La nueva arquitectura constitucional concebía una estructura que modificaba el equilibrio clásico de los pesos y contrapesos con tres poderes, al juntar al Ejecutivo, el Legislativo y el Judicial las funciones Electoral (antes Tribunal Supremo) y la novedosa Participación Ciudadana.
Así, se contaría con cinco poderes, más que en cualquier Estado republicano, más que en el poder de partido único: el modelo se promovía como una democracia más participativa.

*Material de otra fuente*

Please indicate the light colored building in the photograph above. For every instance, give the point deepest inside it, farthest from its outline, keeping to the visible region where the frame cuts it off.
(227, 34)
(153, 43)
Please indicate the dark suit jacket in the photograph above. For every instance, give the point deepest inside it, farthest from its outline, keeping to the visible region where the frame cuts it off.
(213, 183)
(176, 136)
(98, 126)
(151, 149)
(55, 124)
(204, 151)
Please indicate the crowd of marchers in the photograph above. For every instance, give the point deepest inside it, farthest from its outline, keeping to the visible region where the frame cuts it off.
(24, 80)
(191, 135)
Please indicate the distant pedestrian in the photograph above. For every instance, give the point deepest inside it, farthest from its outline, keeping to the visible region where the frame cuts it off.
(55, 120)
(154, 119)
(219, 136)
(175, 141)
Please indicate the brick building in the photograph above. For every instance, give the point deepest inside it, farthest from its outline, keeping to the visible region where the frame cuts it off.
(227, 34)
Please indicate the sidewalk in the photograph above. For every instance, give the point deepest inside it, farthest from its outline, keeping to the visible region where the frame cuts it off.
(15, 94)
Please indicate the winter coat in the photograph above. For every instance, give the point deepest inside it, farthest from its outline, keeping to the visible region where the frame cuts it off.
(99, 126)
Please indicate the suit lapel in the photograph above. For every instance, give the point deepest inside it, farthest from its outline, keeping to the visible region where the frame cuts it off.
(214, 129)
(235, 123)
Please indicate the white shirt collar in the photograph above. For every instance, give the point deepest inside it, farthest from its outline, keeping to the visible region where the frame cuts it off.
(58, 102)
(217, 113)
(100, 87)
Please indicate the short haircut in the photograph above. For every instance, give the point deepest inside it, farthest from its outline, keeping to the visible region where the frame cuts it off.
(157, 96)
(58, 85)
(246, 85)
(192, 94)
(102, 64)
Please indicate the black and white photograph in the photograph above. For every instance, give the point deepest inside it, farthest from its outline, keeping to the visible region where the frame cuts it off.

A la nueva función se dio un nombre rimbombante: Consejo de Participación Ciudadana y Control Social. ¡Ahora sí el pueblo tendría acceso al poder! Pero en la práctica todo queda en un discurso sin sustento, en una simulación de la indispensable participación ciudadana.
Los concursos de méritos, los operadores políticos insertados en los procesos y los resultados de las designaciones y la poco eficaz tarea de superviligar a los otros poderes así lo demuestran. Por si esto fuera poco, el escenario privilegiado de las supuestas veedurías se derrumbó. Cayó de la tarima porque los veedores que miraron con lupa el caso de Fabricio Correa terminaron respondiendo ante la Justicia por la osadía de investigar. Y los correctivos que debieron aplicar los entes de justicia tras la Veeeduría Internacional han quedado en un lavado de manos olímpico.
La participación ciudadana es un poder cooptado y vertical que nace del mismo tronco político.